Senryū is named after Edo period haikai poet Senryū Karai (柄井川柳, 1718-1790), whose collection Haifūyanagidaru (誹風柳多留) launched the genre into the public consciousness. A typical example from the collection:

泥棒を dorobō o
捕えてみれば toraete mireba
我が子なり wagako nari

When I catch,
The robber,
my own son

This senryū, which can also be translated "Catching him / you see the robber / is your son," is not so much a personal experience of the author as an example of a type of situation (provided by a short comment called a maeku or fore-verse, which usually prefaces a number of examples) and/or a brief or witty rendition of an incident from history or the arts (plays, songs, tales, poetry, etc.). In this case, there was a historical incident of legendary proportion.
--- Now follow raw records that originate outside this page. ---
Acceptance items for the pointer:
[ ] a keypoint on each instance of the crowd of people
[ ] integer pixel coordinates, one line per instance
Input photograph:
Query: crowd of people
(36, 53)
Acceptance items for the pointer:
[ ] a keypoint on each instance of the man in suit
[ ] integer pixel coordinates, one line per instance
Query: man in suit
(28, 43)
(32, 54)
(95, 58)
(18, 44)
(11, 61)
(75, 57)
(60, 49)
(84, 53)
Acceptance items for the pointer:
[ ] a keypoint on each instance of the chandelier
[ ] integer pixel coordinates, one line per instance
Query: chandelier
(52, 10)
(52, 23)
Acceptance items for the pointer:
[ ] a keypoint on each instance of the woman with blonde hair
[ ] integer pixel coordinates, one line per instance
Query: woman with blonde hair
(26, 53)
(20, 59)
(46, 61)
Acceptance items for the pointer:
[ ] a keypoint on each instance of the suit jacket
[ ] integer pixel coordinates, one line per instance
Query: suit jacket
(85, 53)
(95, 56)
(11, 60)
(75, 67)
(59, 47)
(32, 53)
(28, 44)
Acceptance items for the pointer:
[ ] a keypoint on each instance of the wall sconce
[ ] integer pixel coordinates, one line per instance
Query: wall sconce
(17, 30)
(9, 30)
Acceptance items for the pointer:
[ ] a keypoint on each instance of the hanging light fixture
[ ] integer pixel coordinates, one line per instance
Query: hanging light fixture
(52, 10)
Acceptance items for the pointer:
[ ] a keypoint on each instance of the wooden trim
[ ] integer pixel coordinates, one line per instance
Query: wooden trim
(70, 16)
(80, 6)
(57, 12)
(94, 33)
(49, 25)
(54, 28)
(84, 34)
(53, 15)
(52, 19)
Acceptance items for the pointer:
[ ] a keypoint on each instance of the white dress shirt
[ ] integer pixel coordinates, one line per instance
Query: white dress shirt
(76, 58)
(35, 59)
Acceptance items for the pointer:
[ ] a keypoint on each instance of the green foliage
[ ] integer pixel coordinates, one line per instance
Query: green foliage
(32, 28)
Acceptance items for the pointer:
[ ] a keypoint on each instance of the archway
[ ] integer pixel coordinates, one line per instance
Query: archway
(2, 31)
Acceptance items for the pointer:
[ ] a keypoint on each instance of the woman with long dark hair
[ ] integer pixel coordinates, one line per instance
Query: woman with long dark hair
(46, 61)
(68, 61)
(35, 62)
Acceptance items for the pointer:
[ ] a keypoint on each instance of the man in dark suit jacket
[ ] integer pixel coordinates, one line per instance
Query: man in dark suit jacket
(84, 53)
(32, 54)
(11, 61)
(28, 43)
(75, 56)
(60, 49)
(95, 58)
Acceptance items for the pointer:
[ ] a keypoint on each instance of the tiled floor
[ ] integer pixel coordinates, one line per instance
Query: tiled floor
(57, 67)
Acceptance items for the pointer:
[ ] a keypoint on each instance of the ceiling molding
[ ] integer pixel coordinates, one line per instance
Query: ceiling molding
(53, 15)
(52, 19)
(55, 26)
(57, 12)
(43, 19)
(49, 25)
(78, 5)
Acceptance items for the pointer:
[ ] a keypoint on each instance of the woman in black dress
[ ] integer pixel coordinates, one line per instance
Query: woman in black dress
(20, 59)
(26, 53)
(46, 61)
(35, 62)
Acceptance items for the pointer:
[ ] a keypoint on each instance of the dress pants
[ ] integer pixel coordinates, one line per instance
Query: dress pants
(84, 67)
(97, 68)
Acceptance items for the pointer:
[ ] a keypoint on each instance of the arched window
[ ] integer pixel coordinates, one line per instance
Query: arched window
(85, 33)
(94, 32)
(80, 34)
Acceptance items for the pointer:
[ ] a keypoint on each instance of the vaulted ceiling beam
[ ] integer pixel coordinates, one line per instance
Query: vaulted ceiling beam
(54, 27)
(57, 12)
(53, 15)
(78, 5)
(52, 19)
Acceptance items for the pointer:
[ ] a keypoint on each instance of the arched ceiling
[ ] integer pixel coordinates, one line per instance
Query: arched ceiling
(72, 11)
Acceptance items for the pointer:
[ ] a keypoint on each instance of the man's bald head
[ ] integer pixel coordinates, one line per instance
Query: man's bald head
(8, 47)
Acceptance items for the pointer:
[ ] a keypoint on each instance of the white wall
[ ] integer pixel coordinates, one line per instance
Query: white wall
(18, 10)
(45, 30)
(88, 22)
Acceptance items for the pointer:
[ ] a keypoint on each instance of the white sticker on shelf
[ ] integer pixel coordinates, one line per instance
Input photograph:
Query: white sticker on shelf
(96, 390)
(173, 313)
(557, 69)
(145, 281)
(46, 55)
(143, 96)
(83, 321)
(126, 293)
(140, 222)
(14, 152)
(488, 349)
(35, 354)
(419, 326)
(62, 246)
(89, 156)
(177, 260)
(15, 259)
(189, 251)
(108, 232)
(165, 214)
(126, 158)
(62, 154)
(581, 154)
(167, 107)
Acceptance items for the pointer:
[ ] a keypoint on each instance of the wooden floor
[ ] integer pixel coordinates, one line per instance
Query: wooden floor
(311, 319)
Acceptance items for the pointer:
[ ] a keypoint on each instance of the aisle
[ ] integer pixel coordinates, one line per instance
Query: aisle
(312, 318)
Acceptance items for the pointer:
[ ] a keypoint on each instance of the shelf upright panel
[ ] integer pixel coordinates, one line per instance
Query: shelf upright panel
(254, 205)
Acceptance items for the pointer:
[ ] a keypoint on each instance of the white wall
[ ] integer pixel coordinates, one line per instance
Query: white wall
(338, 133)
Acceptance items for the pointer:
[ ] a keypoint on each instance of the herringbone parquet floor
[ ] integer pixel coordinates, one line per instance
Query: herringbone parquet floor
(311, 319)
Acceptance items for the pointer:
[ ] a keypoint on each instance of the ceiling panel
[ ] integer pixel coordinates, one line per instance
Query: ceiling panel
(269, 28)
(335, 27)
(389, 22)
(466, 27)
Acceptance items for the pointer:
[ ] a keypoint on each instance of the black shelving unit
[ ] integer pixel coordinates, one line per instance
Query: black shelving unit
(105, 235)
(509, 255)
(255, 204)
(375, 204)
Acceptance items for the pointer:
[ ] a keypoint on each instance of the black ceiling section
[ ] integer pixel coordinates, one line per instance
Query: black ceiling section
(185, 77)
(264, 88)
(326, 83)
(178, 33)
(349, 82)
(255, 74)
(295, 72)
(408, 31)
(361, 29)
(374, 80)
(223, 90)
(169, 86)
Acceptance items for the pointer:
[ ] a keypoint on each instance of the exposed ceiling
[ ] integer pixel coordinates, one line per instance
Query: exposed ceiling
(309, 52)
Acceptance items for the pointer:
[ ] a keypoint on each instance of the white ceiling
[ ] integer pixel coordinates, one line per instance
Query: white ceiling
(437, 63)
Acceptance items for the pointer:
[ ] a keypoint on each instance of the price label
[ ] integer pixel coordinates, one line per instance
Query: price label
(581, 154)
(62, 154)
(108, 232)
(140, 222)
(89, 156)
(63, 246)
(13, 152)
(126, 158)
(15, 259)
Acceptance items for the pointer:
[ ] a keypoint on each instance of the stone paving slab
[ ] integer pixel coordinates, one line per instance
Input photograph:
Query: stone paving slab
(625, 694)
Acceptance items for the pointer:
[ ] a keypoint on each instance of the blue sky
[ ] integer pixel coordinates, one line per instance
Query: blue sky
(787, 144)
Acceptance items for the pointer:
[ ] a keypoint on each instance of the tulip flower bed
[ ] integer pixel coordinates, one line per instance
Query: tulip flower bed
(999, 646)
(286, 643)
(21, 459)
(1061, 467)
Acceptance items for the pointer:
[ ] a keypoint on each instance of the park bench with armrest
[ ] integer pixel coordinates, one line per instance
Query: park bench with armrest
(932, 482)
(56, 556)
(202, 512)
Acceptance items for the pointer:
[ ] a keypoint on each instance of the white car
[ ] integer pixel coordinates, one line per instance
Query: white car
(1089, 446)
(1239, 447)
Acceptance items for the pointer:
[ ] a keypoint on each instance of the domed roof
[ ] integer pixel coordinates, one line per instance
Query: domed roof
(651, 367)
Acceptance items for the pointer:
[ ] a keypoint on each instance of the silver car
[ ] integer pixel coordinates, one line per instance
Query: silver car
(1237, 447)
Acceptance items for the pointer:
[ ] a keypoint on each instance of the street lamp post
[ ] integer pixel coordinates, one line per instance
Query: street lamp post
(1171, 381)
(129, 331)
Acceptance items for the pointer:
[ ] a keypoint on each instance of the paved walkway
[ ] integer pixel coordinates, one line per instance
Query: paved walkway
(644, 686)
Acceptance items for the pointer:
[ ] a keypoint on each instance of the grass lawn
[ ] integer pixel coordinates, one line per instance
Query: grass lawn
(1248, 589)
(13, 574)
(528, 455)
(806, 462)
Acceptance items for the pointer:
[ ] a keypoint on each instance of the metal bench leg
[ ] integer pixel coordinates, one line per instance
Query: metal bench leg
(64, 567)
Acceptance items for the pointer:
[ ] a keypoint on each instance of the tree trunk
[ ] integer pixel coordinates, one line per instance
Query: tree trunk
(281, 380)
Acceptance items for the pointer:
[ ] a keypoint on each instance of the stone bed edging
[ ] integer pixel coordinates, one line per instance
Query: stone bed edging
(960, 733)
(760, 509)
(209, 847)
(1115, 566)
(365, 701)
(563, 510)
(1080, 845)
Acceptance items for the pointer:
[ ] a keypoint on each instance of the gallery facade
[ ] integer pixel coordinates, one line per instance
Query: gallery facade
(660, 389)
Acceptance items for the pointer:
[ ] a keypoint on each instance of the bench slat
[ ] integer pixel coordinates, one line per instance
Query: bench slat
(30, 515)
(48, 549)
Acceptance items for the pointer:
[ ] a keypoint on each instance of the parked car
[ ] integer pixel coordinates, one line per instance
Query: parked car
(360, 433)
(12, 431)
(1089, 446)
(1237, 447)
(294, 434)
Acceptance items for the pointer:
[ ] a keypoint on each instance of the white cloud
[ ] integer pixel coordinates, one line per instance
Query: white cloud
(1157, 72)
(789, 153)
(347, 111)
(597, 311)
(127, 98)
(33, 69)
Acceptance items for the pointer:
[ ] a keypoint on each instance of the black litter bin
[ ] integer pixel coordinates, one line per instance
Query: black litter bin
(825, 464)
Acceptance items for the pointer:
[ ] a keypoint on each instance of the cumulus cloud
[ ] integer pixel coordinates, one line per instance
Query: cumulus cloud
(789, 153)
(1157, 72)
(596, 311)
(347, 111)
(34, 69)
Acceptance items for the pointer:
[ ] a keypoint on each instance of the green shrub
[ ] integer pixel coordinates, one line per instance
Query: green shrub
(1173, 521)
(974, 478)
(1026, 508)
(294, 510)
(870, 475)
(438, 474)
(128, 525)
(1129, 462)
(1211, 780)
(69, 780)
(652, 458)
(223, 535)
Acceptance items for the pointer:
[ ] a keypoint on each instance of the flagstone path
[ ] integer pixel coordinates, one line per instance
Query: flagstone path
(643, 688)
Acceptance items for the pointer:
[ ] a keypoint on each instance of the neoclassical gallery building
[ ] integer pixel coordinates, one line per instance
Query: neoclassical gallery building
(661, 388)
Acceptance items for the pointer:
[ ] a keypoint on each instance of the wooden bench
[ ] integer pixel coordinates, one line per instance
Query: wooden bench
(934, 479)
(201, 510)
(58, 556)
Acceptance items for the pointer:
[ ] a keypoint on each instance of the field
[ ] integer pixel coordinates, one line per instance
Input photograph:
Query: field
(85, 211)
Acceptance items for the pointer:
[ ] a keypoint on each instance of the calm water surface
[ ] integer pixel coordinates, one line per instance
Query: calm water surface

Some senryū skirt the line between haiku and senryū. The following senryū by Shūji Terayama copies the haiku structure faithfully, down to a blatantly obvious kigo, but on closer inspection is absurd in its content:

かくれんぼ kakurenbo
三つ数えて mittsu kazoete
冬になる fuyu ni naru

Hide and seek
Count to three
Winter comes

Terayama, who wrote about playing hide-and-seek in the graveyard as a child, thought of himself as the odd one out, the one who was always "it" in hide-and-seek. Indeed, the original haiku included the theme "oni" (the "it" in Japanese is a demon, though in some parts a very young child forced to play "it" was called a "sea slug" (namako)). To him, seeing a game of hide-and-seek, or recalling it as it grew cold would be a chilling experience. Terayama might also have recalled opening his eyes and finding himself all alone, feeling the cold more intensely than he did a minute before among other children. Either way, any genuinely personal experience would be haiku and not senryū in the classic sense. If you think Terayama's poem uses a child's game to express in hyperbolic metaphor how, in retrospect, life is short, and nothing more, then this would indeed work as a senryū. Otherwise, it is a bona-fide haiku. There is also the possibility that it is a joke about playing hide and seek, only to realize (winter having arrived during the months spent hiding) that no one wants to find you.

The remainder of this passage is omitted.